Is Upgrading Degrading?


Is the search for the "perfect system" a kind of vulgarity?

We don't tend to say "I' had an old Bach recording, but I've upgraded to Schoenberg!" We appreciate the wildly diverse character of these two geniuses on their own terms.

ok--it may make sense to say "I've upgraded from the Spice Girls to Bartok" but once music reaches a certain level of seriousness, it seems to me the correct approach is to bask in the aesthetic differences and perhaps the same is true of music systems.

Are we really getting "better sound" along an imagined continuum that runs from ghastly cacophony to some auditory Valhalla or are we just experiencing different wonderful systems with personalities as varied and unique as human beings are?
marburg
I have noticed recently less of an interest in reading reviews in Stereophile and TAS as well as the many online publications since I finished "tuning" my system after years of investment in gear of all kinds. My shift is clearly to music and I find myself opening up to new genres. I am on a huge bluegrass kick right now. I've been in this hobby for decades and never really appreciated the musical chops that the finer bluegrass musicians possess.
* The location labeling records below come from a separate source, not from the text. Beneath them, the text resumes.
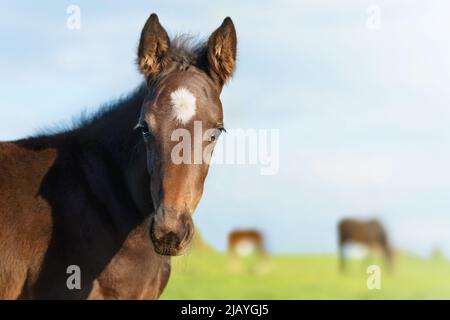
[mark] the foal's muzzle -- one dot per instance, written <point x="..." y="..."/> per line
<point x="171" y="231"/>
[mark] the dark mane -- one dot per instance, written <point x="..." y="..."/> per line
<point x="185" y="50"/>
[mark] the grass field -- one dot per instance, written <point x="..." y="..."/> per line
<point x="209" y="275"/>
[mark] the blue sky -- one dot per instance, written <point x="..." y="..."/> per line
<point x="363" y="114"/>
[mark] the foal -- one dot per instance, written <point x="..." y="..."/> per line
<point x="107" y="198"/>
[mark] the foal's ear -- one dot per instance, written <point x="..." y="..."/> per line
<point x="153" y="46"/>
<point x="221" y="51"/>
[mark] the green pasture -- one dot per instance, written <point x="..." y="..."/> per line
<point x="206" y="274"/>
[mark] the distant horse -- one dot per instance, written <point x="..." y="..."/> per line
<point x="370" y="233"/>
<point x="105" y="197"/>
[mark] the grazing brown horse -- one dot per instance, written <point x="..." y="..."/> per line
<point x="105" y="196"/>
<point x="370" y="233"/>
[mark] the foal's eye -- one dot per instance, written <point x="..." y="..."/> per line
<point x="217" y="133"/>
As I write this I'm thoroughly enjoying the Nitty Gritty Dirt Band's "Will the Circle be Unbroken" Awesome stuff.

For me at least, settling on the performance of my system has sifted my focus to the music. Good thing that.
Jult52 it was for Dostoevsky here on Audiogon it is more like All happy audiophiles are like all other happy audiophiles, all unhappy audiophiles are unhappy due to their system, room, individual pieces of equipment and anything else that might be part of the audio experience and each to their own varying degree of unhappiness.
Well any change I've made to my system, and kept, was because I thought the change gave me more music. Often that has meant more detail, because it seems more basic equipment loses information or hides it.
What seems to me a possibly related question turns on the issue of "naturalness" as the most sought-after attribute in a fine stereo system.

To what degree do audiogioners agree (or disagree) that approximating a live performance ought to be the highest goal? If a violin sound is pleasing to us but significantly enhanced through technology to the point where it is no longer a close equivalent to a real instrument, is this an abomination or a natural extension of our abilities to play with sound to an almost endless degree? After all, many recordings are heavily edited to remove performance mistakes and artificially create a performance that may not be duplicable in "real life."